Neuf ans. Cela fait presque une décennie que l’Inde et de nombreux pays en développement attendent une solution permanente à la question brûlante des stocks obligatoires. Ces programmes d’aide alimentaire leur permettent de soutenir les paysans et consommateurs pauvres sans risquer de faire l’objet d’une plainte devant l’Organe de règlement des différends de l’OMC. Une « clause de paix » avait été décidée en ce sens à la ministérielle de Bali, en 2013, censée durer jusqu’à ce qu’une solution permanente soit trouvée. Elle prévoyait que l’OMC revoie ses règles sur l’agriculture pour permettre aux pays en développement de soutenir leurs paysans et consommateurs pauvres, comme les pays développés le font depuis longtemps – les Etats-Unis, pour ne mentionner qu’eux, à hauteur de 75 milliards USD par an, à l’époque. Les Etats-Unis et quelques autres pays ne voulaient pas en entendre parler, de peur que l’Inde exporte ses céréales subventionnées, mais une solution temporaire avait pu être trouvée, censée durer jusqu’à l’avènement d’une solution permanente.

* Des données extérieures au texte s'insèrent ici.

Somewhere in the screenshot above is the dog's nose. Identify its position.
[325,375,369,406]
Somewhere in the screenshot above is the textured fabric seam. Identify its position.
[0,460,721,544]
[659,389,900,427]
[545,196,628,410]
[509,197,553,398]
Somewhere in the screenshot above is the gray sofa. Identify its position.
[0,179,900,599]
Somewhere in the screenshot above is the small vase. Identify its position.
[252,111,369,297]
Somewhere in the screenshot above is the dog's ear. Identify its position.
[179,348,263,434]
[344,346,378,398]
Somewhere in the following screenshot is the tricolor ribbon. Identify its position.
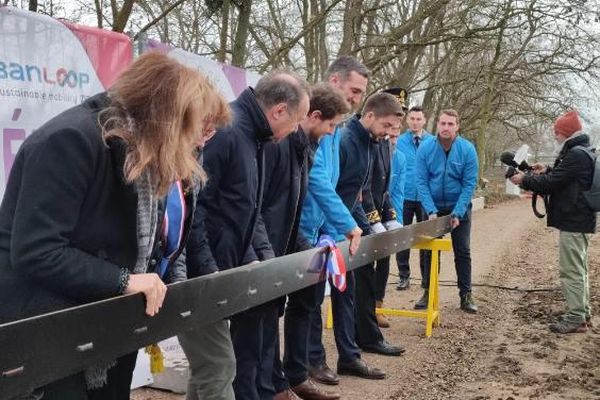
[158,181,186,278]
[309,235,346,292]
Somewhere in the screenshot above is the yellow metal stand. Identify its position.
[325,239,452,337]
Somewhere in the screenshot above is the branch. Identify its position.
[133,0,185,40]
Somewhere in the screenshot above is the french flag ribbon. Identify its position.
[158,181,186,278]
[317,235,346,292]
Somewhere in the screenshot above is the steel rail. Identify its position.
[0,217,450,399]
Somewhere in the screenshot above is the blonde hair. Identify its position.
[99,52,231,196]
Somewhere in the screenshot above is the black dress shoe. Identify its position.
[396,277,410,290]
[308,363,340,385]
[415,290,429,310]
[361,340,406,356]
[338,358,385,379]
[460,293,477,314]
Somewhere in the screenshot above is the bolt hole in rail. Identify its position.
[0,217,450,399]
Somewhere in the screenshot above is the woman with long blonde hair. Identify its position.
[0,53,230,400]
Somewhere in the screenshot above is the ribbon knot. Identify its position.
[311,235,346,292]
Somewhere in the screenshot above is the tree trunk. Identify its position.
[231,0,252,68]
[217,0,230,63]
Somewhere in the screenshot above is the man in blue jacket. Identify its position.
[300,56,384,385]
[179,71,309,400]
[416,110,478,313]
[261,83,350,400]
[396,107,433,290]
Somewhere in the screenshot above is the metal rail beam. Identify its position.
[0,217,450,399]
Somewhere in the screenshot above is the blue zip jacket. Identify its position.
[416,136,478,218]
[388,142,408,219]
[396,130,435,202]
[300,126,357,245]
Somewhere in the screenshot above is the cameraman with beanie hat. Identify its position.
[510,111,596,333]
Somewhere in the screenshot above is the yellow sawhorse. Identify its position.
[325,239,452,337]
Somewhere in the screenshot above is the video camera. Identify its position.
[500,144,548,218]
[500,144,533,179]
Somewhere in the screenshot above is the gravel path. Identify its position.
[132,200,600,400]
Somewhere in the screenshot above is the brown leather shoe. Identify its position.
[273,389,302,400]
[375,301,390,328]
[308,363,340,385]
[291,378,340,400]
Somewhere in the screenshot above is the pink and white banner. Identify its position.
[144,39,260,101]
[0,7,132,197]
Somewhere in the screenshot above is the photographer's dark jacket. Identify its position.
[521,134,596,233]
[0,94,195,323]
[195,88,274,270]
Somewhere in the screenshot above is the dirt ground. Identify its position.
[132,200,600,400]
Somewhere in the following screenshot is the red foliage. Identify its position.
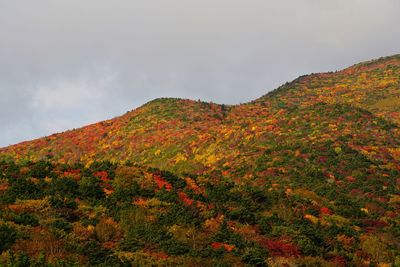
[154,175,172,191]
[94,171,110,181]
[211,242,235,252]
[320,207,332,215]
[178,192,194,206]
[331,256,347,267]
[258,238,300,257]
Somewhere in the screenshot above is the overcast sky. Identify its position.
[0,0,400,146]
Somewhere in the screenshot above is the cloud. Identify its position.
[0,0,400,146]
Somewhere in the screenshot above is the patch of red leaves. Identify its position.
[154,175,172,191]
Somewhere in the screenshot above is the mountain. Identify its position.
[0,55,400,266]
[0,55,400,176]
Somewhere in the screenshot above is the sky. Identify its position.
[0,0,400,147]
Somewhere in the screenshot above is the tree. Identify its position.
[0,224,17,252]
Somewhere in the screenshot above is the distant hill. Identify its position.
[0,55,400,177]
[0,55,400,267]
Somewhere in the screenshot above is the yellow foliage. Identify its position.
[304,214,319,224]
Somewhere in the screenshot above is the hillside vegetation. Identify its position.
[0,55,400,266]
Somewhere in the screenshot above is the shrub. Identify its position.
[0,224,17,252]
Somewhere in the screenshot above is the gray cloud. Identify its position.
[0,0,400,146]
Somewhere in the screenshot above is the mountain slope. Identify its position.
[0,56,400,267]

Celle-ci a été repoussée sans cesse et même cette ministérielle n’aura pas permis de parvenir à un accord. Un projet de Décision finale sur la sécurité alimentaire visant une solution permanente d’ici à la prochaine ministérielle n’a finalement pas été adopté. Certains craignent qu’elle ne voie jamais le jour.

L’Inde devenue auto-suffisante sur le plan alimentaire

Pourtant la décision de Bali a permis à l’Inde de mettre en œuvre un programme d’aide alimentaire estimé à 20 milliards USD par an. Prenant la parole le 14 juin, le ministre indien du Commerce, Shri Piyush Goyal, a rappelé que l’Egypte et le Sri Lanka, particulièrement affectés par la crise alimentaire, avaient aussi demandé une solution permanente aux stocks obligatoires – comme beaucoup d’autres pays en développement. Car ces stocks fonctionnent : « L’Inde a fait l’expérience de passer d’une nation déficiente sur le plan alimentaire à une nation largement autosuffisante. Le soutien de l’État, sous la forme de subventions et d’autres interventions gouvernementales, a joué un rôle très important pour parvenir à cette autosuffisance. C’est pourquoi nous nous battons au nom de tous les pays en développement, y compris les Pays les moins avancés (PMA), en nous fondant collectivement sur notre propre parcours et notre expérience », a-t-il déclaré.

La difficulté est qu’une solution permanente nécessite une révision de l’Accord sur l’agriculture et là, c’est du donnant – donnant. Les pays développés, comme la Suisse, veulent lier la question des stocks obligatoires à d’autres sujets sensibles, comme les soutiens internes en agriculture. Ils veulent un programme de travail complet sur tous les piliers agricoles – soutiens internes, accès au marché, subventions aux exportations – et n’étaient pas favorables à un règlement définitif de la question des stocks obligatoires dans le cadre de cette conférence. Ils avaient des questions sur ces stocks, la façon dont ils fonctionnent et la revente éventuelle sur le marché international.

La canicule qui frappe Genève aurait pourtant dû rappeler aux délégués que le dérèglement climatique menace la planète entière, à commencer par la sécurité alimentaire des pays les plus pauvres. En agriculture comme en matière de propriété intellectuelle, les règles de l’OMC fixées il y a des décennies ont besoin d’une sérieuse mise à jour dans l’intérêt de tous.